A very good cleaner is available in the USA at $23 per 5 litres, but for some inexplicable reason, it rises to hundreds of pounds when made available here. Got a quote from a bloke who specialises in cleaning limestone floors, but at over a grand it was simply too expensive.

Anyway, I got down to some chemical analysis. Vinegar risked pitting the limestone and in any case turned out to be next to useless at removing grime, bleach did nothing and washing powder didn't leave any discernable improvement. Then I thought about one of the most powerful bleaching agents - hydrogen peroxide. Now H2O2 has unpaired oxygen molecules, which means it's like a magnet to organic stains, and the staining on the limestone is almost 100% organic in origin. Most importantly, it won't harm the limestone at all!
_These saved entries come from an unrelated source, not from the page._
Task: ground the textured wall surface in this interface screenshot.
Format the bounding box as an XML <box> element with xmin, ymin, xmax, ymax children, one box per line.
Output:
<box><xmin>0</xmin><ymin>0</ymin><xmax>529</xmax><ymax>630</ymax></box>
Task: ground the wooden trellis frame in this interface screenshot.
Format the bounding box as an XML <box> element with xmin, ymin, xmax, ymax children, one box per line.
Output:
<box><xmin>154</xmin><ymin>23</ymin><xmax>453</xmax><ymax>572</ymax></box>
We gave it a go yesterday (I'd purchased 20 litres of hydrogen peroxide from eBay last week, thinking that would be the amount needed) and the result was wonderful. Took us most of the morning though, and we risked bleached hands and feet - the stuff stings like hell. Here is a photo of a bit that was cleaned (on the right) and a bit that was yet to be cleaned (left).

Much better, I'm sure you'll agree, and we only used 5 litres.
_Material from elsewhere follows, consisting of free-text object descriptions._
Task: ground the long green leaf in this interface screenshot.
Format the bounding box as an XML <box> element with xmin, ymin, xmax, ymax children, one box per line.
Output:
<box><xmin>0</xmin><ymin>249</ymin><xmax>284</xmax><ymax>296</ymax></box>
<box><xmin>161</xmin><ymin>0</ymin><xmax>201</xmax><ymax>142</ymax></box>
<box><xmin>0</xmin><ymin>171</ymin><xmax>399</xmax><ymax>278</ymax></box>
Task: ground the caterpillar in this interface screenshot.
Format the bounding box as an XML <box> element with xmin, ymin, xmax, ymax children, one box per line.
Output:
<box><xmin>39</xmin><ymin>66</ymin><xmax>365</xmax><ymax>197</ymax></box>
The only problem with hydrogen peroxide - besides it's effect on your skin - is that it decomposes into oxygen and water in sunlight. Not realising this, I had left a 5 litre plastic container of it exposed in the outhouse over the weekend and it burst open on the concrete floor. It started to fizz on the concrete and I had to act quickly to swill it with water to neutralise it. The remaining 3 containers were then hastily relieved of the pressure build up and covered with black bin liners, which did the job.

Now I'm looking for other uses for hydrogen peroxide to use up the remaining 10 litres. Might have a go at the algae on the limestone patio.


  1. Here is a small list obtained from the usual source (I have too much time on my hands).
    Depending on how ravaged your body & your abode it may prompt you to invest in nother 50 litres or so...
    Disinfect Small Wounds
    Bleach Your Hair
    Add Highlights (to your hair)
    Whiten teeth
    Antiseptic Mouth Rinse
    Disinfect Toothbrushes
    Whiten Your Nails
    Clear Up Acne
    Help Heal Boils
    Soften Corns & Calluses
    Remove Ear Wax
    Prevent “Swimmer’s Ear”
    Relieve Ear Infections
    Kill Sub-dermal Parasites
    Treat Foot Fungus
    Whiten Grout
    Clean Toilet Bowls
    Remove Tub Scum
    Control Mold & Mildew
    Clean Glass Surfaces
    Disinfect Countertops
    Soak Dishrags & Sponges
    Disinfect Cutting Boards
    Wash Fruits & Vegetables
    Clean Your Refrigerator
    Whiten Laundry
    Remove Organic Stains
    De-Funk Musty Fabrics
    Clean Rugs & Carpets
    Refresh Re-useable Bags
    Disinfect Lunchboxes
    Cleanse Dehumidifiers
    Improve Seed Germination

    1. Well done Tim!

      Living with a biochemist I'm familiar with most of these, but I'm intrigued by the seed germination.